In Dan Simmons' Hyperion, poet Martin Selenius is sent away from an Earth that's being devoured by a manmade black hole. To be fair, space flight and colonization already exist — but the devouring of the planet by a black hole lead to a final exodus.
This isn't Earth, but the Quarians in the Mass Effect universe were driven from their home system by the synthetic creatures called the Geth at the end of the Morning War. In most other robot uprisings, like the Terminator movies, humanity lack the ability to just leave.

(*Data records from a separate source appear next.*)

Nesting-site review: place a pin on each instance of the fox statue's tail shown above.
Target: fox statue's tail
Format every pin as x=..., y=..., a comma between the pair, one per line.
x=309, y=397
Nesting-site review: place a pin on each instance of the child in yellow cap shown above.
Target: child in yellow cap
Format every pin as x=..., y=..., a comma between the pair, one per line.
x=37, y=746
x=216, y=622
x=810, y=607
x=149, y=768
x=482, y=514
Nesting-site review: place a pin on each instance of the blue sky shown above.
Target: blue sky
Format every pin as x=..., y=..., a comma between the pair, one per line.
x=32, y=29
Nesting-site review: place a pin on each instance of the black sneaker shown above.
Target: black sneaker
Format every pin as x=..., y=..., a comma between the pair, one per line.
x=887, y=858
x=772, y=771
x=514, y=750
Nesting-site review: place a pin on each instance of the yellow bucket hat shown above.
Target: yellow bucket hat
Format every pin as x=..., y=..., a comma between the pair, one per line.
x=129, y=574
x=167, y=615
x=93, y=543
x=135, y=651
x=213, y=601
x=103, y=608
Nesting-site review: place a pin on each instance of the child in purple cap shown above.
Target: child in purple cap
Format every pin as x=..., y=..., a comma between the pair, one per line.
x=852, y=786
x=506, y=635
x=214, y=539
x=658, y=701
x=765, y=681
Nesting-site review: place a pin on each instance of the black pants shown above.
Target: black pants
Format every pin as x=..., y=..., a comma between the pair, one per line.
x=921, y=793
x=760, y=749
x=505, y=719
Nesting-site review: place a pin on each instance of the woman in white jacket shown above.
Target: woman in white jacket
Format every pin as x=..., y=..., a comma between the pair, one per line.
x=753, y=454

In Century Rain by Alastair Reynolds, the Earth is rendered uninhabitable due to the "Nanocaust," a technological catastrophe that included "smart weather." Now the Earth is a frozen hulk, overrun by "furies." Everybody who's still alive is a descendant of people who were already living in space when the Nanocaust happened.
In the Doctor Who episode "The Beast Below," the Doctor and Amy arrive on the Starship UK, a ship that was built to house the United Kingdom after it evacuated Earth due to solar flares. In the episode "The Ark in Space," humanity has also evacuated Earth due to solar flares. This time, a small group of humans are placed in suspended animation for five thousand years with the plan to repopulate Earth once it is habitable again. The 1953 science fiction novel One in Three Hundred is about humans attempting to escape to Mars because Earth’s atmosphere will be boiled off by sun flares and other solar activity. In the Nic Cage movie Knowing, solar flares are about to destroy Earth, but benevolent aliens take some children off earth.
In the anime Dragon Ball GT, the villain Baby makes a wish to destroy Earth, using the Black Star Dragon Balls. With only two weeks of advance notice, the Z Fighters are forced to lead an evacuation of Earth to the Tuffle planet, using their teleportation powers and good old-fashioned space ships.
In the anime Cowboy Bebop, humanity is on its way to hyperspace travel with the construction of an astral gate orbiting the Moon. The “Gate Accident” causes a massive piece of the Moon to shatter, and lunar debris rains down on Earth causing massive devastation and billions of deaths. This led to the rest of the solar system being colonized in fifty years.
Again, this isn't Earth, but in the video game Myst, the D’ni are forced to flee their homeward Garternary due to its dying sun. In Arthur C Clarke's novel Songs of Distant Earth, a colony ship of humans land on an alien world after a supernova is predicted to destroy Earth. Also, in Clarke's story "Rescue Party," aliens arrive when Earth's sun is due to go nova within seven hours — and find that the human race is now all on spaceships out near Pluto, ready to conquer the stars. And in Babylon 5, we learn that the sun will go nova in a million years' time, but not before our descendants escape to New Earth.